Of the 80 RCTs identified, 27 met the eligibility criteria. Two recent, large trials reported improved overall survival with docetaxel-based chemotherapy compared to mitoxantrone-prednisone. Improved progression-free survival and rates of palliative and objective response were also observed. Compared with mitoxantrone, docetaxel treatment was associated with more frequent mild toxicities, similar rates of serious toxicities, and better quality of life. More frequent serious toxicities were observed when docetaxel was combined with estramustine. Three trials reported improved time-to-disease progression, palliative response, and/or quality of life with mitoxatrone plus corticosteroid compared with corticosteroid alone. Single trials reported improved disease control with estramustine-vinblastine, vinorelbine-hydrocortisone, and suramin-hydrocortisone compared to controls.

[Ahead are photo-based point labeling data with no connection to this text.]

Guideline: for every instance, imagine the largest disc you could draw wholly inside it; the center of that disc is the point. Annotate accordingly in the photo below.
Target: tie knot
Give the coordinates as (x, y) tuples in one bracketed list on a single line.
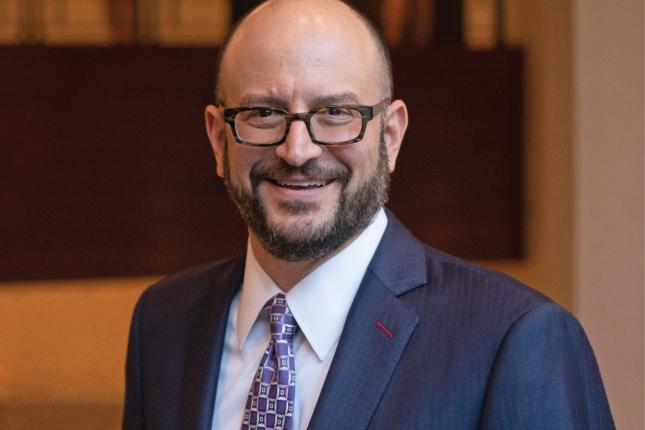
[(283, 324)]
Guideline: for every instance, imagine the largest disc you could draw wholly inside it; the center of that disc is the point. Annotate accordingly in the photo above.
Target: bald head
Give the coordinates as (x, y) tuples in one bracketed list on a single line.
[(318, 29)]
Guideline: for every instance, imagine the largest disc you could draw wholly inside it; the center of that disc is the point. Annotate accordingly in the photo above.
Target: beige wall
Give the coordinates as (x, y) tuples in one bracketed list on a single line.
[(608, 142), (543, 29)]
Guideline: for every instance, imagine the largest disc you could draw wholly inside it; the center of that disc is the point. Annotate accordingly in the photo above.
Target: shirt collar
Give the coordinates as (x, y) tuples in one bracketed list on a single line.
[(320, 302)]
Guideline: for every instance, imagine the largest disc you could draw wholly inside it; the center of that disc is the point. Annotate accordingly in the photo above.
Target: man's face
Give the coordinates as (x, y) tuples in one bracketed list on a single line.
[(302, 200)]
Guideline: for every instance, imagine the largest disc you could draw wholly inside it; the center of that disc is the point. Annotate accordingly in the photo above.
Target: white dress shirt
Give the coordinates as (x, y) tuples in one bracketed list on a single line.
[(319, 302)]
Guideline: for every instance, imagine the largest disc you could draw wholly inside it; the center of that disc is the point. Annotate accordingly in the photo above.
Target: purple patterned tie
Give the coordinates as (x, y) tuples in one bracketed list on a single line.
[(271, 397)]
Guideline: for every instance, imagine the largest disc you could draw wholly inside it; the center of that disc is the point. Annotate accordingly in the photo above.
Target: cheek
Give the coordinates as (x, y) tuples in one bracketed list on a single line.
[(241, 160)]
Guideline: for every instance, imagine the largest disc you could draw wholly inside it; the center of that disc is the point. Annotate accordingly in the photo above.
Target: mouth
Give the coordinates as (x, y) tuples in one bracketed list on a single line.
[(300, 184)]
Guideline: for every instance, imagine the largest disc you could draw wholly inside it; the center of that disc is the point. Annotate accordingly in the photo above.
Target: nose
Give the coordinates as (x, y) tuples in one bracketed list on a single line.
[(298, 147)]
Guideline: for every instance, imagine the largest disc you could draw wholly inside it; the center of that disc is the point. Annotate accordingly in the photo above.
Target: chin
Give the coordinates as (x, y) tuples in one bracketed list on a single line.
[(297, 223)]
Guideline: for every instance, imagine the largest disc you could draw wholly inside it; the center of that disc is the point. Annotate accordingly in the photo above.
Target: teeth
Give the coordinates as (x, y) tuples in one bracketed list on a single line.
[(309, 184), (302, 184)]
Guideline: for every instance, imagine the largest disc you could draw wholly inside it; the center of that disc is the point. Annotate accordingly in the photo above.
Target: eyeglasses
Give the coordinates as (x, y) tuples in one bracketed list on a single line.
[(330, 125)]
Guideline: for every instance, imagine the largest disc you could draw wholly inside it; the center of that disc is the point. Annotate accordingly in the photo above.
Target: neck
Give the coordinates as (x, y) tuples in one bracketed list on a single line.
[(286, 274)]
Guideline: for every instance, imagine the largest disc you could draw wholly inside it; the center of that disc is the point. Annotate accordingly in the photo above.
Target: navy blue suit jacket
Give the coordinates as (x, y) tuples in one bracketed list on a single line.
[(470, 349)]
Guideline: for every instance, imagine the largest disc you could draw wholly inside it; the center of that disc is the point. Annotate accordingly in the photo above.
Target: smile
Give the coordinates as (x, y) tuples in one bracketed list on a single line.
[(300, 185)]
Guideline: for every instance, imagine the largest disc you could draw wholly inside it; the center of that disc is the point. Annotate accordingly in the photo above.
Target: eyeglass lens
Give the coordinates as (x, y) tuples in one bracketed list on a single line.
[(330, 125)]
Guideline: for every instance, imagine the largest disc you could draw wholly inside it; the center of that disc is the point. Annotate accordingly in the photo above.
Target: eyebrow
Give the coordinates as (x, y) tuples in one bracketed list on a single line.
[(347, 97)]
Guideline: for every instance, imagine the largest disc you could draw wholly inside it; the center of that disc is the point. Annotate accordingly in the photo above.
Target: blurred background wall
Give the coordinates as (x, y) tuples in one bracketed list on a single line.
[(63, 341)]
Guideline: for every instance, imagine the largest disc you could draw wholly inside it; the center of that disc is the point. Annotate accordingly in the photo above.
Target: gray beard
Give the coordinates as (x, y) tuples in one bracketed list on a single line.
[(305, 243)]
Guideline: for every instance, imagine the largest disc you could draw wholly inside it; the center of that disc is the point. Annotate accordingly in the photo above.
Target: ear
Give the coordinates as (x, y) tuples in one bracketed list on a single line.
[(396, 122), (216, 131)]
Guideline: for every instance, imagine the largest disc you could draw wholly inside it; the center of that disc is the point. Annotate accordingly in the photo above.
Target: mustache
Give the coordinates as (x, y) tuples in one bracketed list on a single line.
[(312, 170)]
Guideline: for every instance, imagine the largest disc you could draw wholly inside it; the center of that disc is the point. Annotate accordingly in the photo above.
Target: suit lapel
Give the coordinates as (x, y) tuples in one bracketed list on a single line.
[(206, 329), (367, 355)]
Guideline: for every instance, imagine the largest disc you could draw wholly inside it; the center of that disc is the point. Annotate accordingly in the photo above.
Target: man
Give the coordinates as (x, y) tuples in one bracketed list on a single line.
[(337, 318)]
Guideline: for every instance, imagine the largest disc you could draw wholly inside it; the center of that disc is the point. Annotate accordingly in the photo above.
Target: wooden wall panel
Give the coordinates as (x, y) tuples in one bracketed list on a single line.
[(106, 170)]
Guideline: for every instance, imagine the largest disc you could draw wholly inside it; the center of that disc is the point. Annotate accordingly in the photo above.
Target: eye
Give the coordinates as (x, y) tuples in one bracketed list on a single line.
[(335, 110)]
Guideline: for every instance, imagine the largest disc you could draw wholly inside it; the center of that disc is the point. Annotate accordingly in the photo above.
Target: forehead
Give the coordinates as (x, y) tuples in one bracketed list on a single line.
[(294, 53)]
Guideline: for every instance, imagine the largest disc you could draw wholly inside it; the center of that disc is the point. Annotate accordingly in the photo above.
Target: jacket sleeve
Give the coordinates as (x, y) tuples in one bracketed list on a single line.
[(545, 376), (133, 417)]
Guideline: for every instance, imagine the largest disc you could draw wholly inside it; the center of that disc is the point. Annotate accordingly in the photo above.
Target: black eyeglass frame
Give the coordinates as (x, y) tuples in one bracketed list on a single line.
[(367, 114)]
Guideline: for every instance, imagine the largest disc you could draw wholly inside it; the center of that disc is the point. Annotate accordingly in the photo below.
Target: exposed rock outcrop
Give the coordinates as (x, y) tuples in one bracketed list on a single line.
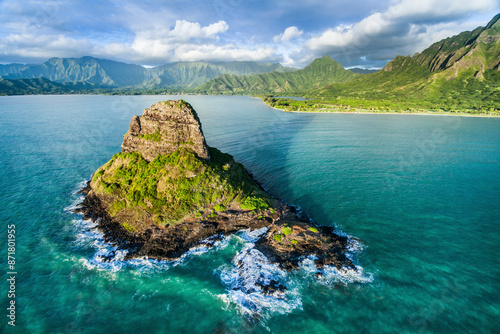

Trials of non-cytotoxic agents have reported equivocal results.

Conclusion

Docetaxel-based chemotherapy modestly improves survival and provides palliation for men with HRPC and metastases. Other than androgen deprivation therapy, this is the only other therapy to have demonstrated improved overall survival in prostate cancer in RCTs. Further investigations to identify more effective therapies for HRPC including the use of systemic therapies earlier in the natural history of prostate cancer are warranted.